お昼休みにグレープフルーツを5つ買った。
明日の朝これを絞ってジュースにして
体の中に新鮮な出来立てものが朝一で入ったら
何となく元気になれるような気がした。
車のガソリンのように元気注入。ビタミンC!

◆◆◆

5つも入ったグレープフルーツを入れた袋が手に食い込む。
『はぁ……』
食い込んだ紐でじんじん痛くなった指を見る。
疲れている時は、丁度いいがわからなくなる。

曇りの夕方は、物悲しい。
何だか涙が出そうなのに出る気力すらない。
そう想いながら歩いていると
グレープフルーツを入れた紙袋が破れた。

『このまま座り込んでしまおうか』
コロコロと地面を転げるのを見ながら
何だか情けない気持ちが、最高潮に達した。
『ほら、やっぱりツイてない。
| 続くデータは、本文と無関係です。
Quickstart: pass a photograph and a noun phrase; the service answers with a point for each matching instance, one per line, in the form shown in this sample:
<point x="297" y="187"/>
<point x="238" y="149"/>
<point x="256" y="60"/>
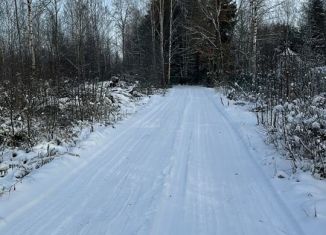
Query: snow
<point x="183" y="164"/>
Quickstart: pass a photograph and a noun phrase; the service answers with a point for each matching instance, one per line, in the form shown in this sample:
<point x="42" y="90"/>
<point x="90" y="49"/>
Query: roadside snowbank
<point x="303" y="194"/>
<point x="16" y="163"/>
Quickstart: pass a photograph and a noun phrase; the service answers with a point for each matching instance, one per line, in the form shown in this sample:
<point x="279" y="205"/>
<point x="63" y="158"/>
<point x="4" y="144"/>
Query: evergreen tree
<point x="315" y="28"/>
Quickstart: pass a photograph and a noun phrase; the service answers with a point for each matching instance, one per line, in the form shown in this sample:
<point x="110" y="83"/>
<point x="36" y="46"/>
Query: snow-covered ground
<point x="184" y="164"/>
<point x="15" y="163"/>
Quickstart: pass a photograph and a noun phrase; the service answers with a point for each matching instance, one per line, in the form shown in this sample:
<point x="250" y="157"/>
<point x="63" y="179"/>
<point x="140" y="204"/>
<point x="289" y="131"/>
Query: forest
<point x="56" y="57"/>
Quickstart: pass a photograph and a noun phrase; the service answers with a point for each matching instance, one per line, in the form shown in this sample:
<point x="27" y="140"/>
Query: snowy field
<point x="183" y="164"/>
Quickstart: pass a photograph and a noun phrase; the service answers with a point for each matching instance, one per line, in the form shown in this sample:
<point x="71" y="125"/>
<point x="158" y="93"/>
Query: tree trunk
<point x="162" y="41"/>
<point x="31" y="34"/>
<point x="170" y="42"/>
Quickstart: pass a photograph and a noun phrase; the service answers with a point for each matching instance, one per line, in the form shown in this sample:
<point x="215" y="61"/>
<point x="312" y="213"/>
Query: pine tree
<point x="315" y="28"/>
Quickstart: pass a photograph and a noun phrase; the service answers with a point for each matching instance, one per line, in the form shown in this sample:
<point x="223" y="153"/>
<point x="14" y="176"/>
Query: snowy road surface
<point x="178" y="166"/>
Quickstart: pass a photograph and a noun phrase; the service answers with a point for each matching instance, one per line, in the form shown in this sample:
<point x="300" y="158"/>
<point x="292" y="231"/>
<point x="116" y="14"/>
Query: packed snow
<point x="189" y="162"/>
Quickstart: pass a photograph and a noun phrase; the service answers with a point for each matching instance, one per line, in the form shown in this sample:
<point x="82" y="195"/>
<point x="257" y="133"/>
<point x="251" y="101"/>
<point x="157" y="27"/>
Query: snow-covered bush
<point x="300" y="127"/>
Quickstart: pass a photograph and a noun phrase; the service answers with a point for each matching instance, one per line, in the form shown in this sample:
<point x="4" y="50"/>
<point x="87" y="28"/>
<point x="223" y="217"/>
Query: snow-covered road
<point x="178" y="166"/>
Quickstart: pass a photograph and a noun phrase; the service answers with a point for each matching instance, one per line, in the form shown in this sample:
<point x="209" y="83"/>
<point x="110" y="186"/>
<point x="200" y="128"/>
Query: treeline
<point x="273" y="53"/>
<point x="54" y="58"/>
<point x="55" y="53"/>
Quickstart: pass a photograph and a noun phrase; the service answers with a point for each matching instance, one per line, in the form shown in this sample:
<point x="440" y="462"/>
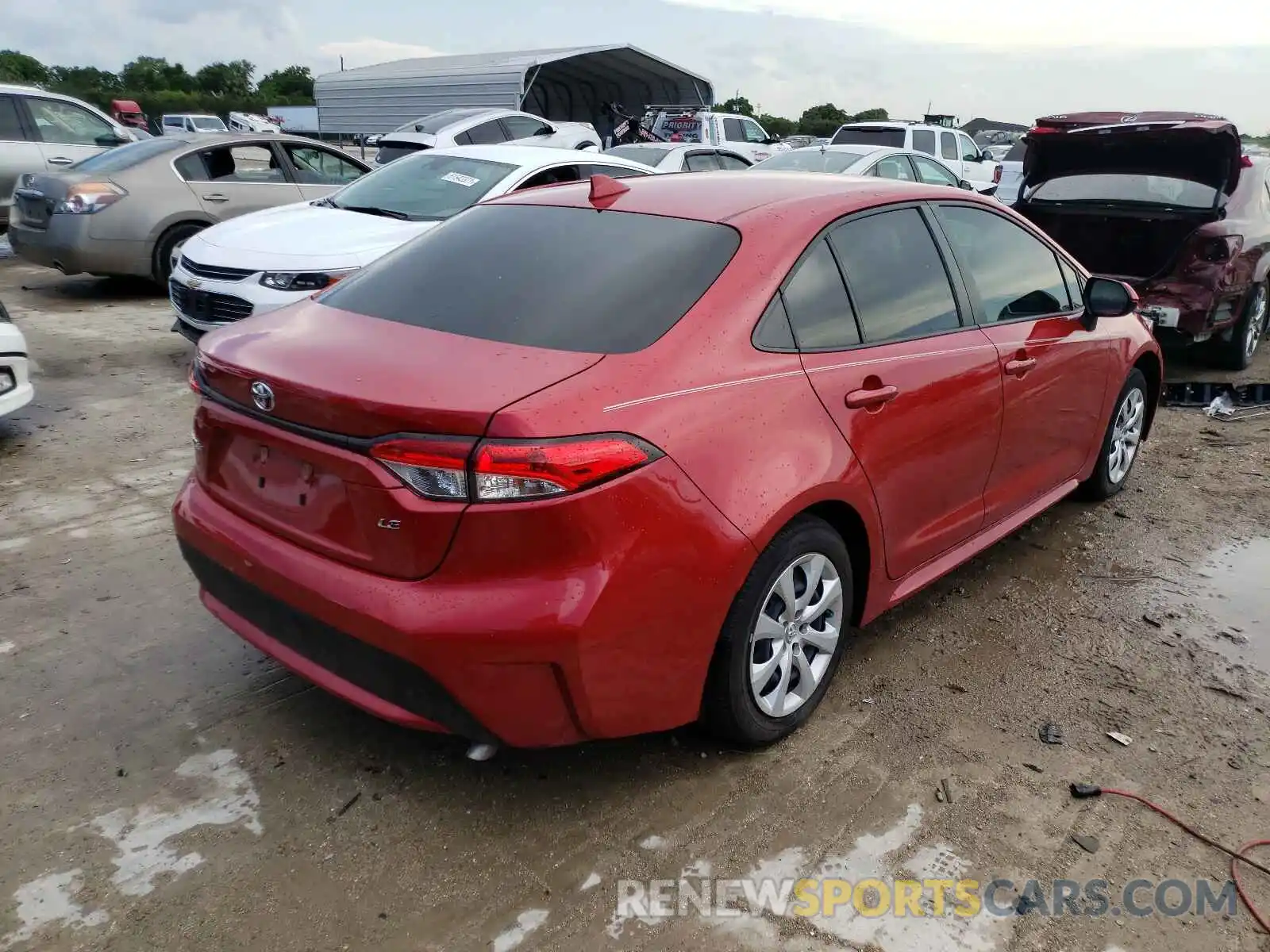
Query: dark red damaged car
<point x="1168" y="203"/>
<point x="587" y="463"/>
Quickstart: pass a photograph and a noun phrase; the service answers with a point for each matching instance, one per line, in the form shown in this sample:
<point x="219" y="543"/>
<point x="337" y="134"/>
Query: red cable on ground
<point x="1237" y="856"/>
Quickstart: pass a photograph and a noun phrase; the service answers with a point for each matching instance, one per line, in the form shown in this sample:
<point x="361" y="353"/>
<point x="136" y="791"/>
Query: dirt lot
<point x="164" y="786"/>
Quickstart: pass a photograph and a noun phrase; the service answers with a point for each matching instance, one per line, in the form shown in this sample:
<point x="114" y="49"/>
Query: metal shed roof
<point x="564" y="84"/>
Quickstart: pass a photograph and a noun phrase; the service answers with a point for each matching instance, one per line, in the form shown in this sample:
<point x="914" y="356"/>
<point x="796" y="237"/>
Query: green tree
<point x="778" y="125"/>
<point x="225" y="79"/>
<point x="22" y="69"/>
<point x="291" y="83"/>
<point x="738" y="106"/>
<point x="822" y="120"/>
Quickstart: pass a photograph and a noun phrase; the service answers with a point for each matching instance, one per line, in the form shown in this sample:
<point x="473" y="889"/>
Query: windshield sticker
<point x="460" y="179"/>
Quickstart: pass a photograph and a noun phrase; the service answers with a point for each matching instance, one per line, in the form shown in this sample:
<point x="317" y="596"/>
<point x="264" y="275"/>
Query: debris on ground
<point x="1090" y="844"/>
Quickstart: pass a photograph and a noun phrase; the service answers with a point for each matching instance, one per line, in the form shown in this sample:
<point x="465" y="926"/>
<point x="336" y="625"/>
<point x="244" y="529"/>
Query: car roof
<point x="810" y="198"/>
<point x="530" y="156"/>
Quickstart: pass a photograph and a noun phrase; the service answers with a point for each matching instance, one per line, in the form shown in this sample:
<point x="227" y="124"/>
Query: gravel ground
<point x="164" y="786"/>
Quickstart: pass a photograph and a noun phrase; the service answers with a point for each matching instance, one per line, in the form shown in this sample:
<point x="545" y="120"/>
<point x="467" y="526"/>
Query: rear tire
<point x="167" y="245"/>
<point x="1237" y="353"/>
<point x="1122" y="442"/>
<point x="772" y="668"/>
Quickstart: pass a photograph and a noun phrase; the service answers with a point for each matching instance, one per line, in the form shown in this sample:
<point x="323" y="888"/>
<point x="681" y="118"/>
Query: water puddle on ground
<point x="1227" y="602"/>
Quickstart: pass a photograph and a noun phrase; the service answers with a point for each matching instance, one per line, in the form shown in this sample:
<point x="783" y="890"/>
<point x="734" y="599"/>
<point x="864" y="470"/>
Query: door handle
<point x="860" y="399"/>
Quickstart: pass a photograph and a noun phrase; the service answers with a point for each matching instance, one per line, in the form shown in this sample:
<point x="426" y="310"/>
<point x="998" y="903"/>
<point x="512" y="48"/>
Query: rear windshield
<point x="869" y="136"/>
<point x="605" y="283"/>
<point x="425" y="188"/>
<point x="393" y="150"/>
<point x="645" y="155"/>
<point x="126" y="156"/>
<point x="1146" y="190"/>
<point x="812" y="160"/>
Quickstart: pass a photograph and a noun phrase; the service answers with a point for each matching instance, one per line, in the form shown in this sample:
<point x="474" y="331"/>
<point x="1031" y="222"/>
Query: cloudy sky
<point x="1009" y="61"/>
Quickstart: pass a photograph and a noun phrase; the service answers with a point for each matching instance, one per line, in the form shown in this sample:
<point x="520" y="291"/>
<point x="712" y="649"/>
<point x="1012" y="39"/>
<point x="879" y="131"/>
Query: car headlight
<point x="89" y="198"/>
<point x="304" y="281"/>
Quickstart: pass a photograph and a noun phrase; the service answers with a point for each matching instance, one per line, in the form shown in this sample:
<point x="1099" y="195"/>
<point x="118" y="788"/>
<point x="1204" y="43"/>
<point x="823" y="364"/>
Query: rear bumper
<point x="527" y="635"/>
<point x="67" y="247"/>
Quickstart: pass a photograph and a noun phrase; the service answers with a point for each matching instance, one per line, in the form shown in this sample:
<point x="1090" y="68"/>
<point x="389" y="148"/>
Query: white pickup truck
<point x="685" y="124"/>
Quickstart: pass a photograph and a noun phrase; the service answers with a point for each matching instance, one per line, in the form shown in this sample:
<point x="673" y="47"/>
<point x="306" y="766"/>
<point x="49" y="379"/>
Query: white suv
<point x="954" y="148"/>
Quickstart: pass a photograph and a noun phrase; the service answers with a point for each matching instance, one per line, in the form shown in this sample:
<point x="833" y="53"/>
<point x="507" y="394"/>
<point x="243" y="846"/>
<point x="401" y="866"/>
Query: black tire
<point x="1104" y="484"/>
<point x="729" y="708"/>
<point x="1235" y="355"/>
<point x="160" y="268"/>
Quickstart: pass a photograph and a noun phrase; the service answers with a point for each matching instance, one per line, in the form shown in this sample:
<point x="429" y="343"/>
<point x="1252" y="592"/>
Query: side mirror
<point x="1106" y="298"/>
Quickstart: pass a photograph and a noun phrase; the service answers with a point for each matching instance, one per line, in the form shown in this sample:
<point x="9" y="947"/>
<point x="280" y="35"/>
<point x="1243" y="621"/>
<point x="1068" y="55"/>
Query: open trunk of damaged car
<point x="1130" y="196"/>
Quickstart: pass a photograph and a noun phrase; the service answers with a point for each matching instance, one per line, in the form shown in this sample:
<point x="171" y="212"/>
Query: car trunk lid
<point x="294" y="457"/>
<point x="1203" y="149"/>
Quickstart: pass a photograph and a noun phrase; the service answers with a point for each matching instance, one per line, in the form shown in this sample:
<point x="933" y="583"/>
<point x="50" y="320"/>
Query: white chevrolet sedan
<point x="264" y="260"/>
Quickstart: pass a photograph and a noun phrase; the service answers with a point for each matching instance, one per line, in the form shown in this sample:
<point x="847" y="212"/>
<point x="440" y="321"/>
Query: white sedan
<point x="264" y="260"/>
<point x="16" y="390"/>
<point x="883" y="163"/>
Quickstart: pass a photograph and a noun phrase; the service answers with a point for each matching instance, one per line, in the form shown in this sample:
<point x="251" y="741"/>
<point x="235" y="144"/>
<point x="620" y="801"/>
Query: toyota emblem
<point x="262" y="395"/>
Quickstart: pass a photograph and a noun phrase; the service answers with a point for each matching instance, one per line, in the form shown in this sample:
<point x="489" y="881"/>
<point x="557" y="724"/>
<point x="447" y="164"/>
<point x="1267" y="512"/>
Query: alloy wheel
<point x="1257" y="325"/>
<point x="1126" y="435"/>
<point x="795" y="636"/>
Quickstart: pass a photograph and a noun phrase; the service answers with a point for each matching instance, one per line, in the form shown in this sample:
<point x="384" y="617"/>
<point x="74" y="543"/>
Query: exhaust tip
<point x="482" y="752"/>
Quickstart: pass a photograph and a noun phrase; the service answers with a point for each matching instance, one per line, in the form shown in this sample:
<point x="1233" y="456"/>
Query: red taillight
<point x="503" y="470"/>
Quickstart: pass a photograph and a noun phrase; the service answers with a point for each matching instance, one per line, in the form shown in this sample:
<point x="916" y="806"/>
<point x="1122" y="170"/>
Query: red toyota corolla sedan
<point x="592" y="463"/>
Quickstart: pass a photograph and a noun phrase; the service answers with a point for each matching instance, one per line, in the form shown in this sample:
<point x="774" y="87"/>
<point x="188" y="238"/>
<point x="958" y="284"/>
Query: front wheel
<point x="783" y="639"/>
<point x="1123" y="441"/>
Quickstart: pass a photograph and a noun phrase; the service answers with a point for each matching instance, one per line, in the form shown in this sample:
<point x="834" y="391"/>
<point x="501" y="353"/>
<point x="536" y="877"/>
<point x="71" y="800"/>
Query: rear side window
<point x="1014" y="273"/>
<point x="869" y="136"/>
<point x="817" y="304"/>
<point x="488" y="273"/>
<point x="897" y="277"/>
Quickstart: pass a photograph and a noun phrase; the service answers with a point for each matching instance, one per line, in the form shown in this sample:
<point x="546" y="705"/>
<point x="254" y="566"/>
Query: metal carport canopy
<point x="565" y="84"/>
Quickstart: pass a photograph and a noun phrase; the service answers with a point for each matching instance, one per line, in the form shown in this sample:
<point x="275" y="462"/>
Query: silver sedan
<point x="902" y="164"/>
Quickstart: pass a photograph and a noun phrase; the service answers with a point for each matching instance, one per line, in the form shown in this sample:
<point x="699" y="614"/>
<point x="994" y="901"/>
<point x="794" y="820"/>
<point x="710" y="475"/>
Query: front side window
<point x="586" y="290"/>
<point x="488" y="133"/>
<point x="67" y="124"/>
<point x="1014" y="274"/>
<point x="318" y="167"/>
<point x="525" y="127"/>
<point x="897" y="277"/>
<point x="427" y="187"/>
<point x="700" y="162"/>
<point x="893" y="167"/>
<point x="933" y="175"/>
<point x="753" y="131"/>
<point x="817" y="302"/>
<point x="733" y="131"/>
』
転がっていくグレープフルーツを拾う事すら想像できなかった。
私だけ時間が止まってしまったような気がした。

そんなことを思っていると
後ろから2つのグレープフルーツを手に持った女性が現れた。
座ることは許されない
仕方なく座り込むことを諦めて
笑顔を作り『すみません』といった。

次の瞬間前から来た男性一人と女性一人が一つずつ
グレープフルーツを持って向かってくる。
『ダイジョウブデスカ?』
そう男性から声をかけられた時涙が溢れた。
『ありがとうございます』
そういう事で精一杯だった。

『大丈夫ですか?』

私を心配してくれる人がいる。
『生きてていいんだな』
大袈裟かもしれないけどそう思った。
もうダメだと思って座り込みそうになった時
心配して助けてくれる人がいる。
『私は、一人じゃない。』
<生きている>ということと<一人じゃない>ということは
どこか似ているなと思った。

そういえば、ありがとうって最近ちゃんと心から言えてたっけ?
ありがとうの半分は、すみませんと言う言葉で置き換えられる。
そして少し打算的に、後輩や同僚に言う事で残りの半分を使っていた。一応言っといた方がいい『ありがとう。』

仕事でも心配する側になってた。
私生活でも親の心配や友達の心配ばかりしてた
心配されることは、何となく欠陥があることだと思ってた。
『もう大人なんだから。自分のことぐらい自分で解決しないと』
そう思ってた。
解決できない時は、諦めて解決してきた。
そうやって生きていくのが癖になってた

人は、一人より二人方が強くなれる。
その言葉を実感した。
明日からはちょっとだけきっと、『できません』とは言えないけれど無理かなって思ったら『手伝ってください』と声に出そう。
嫌な事をされたら、それをいなして笑顔を振り撒くのをやめて笑顔で『笑えません』と言おう。
行きたくない飲み会には、行きたくないとは言えないけれど『用事がある』と伝えよう。
そして、明日からは『ありがとう』と『大丈夫?』をたくさん言おう。
道を譲ってもらった時、困ってそうな人を見た時、仕事で助けてもらった時、ちょっと気になる行動を見た時。ありがとうと大丈夫をたくさん言おう。

あの時拾ってもらった5つのグレープフルーツは、毎日1つづつお風呂上がりに絞って飲んだ。心配してくれたグレープフルーツを拾ってくれた人に、そしてそれを教えてくれたグレープフルーツに感謝を込めてありがとうと言いながら飲んで眠りについた。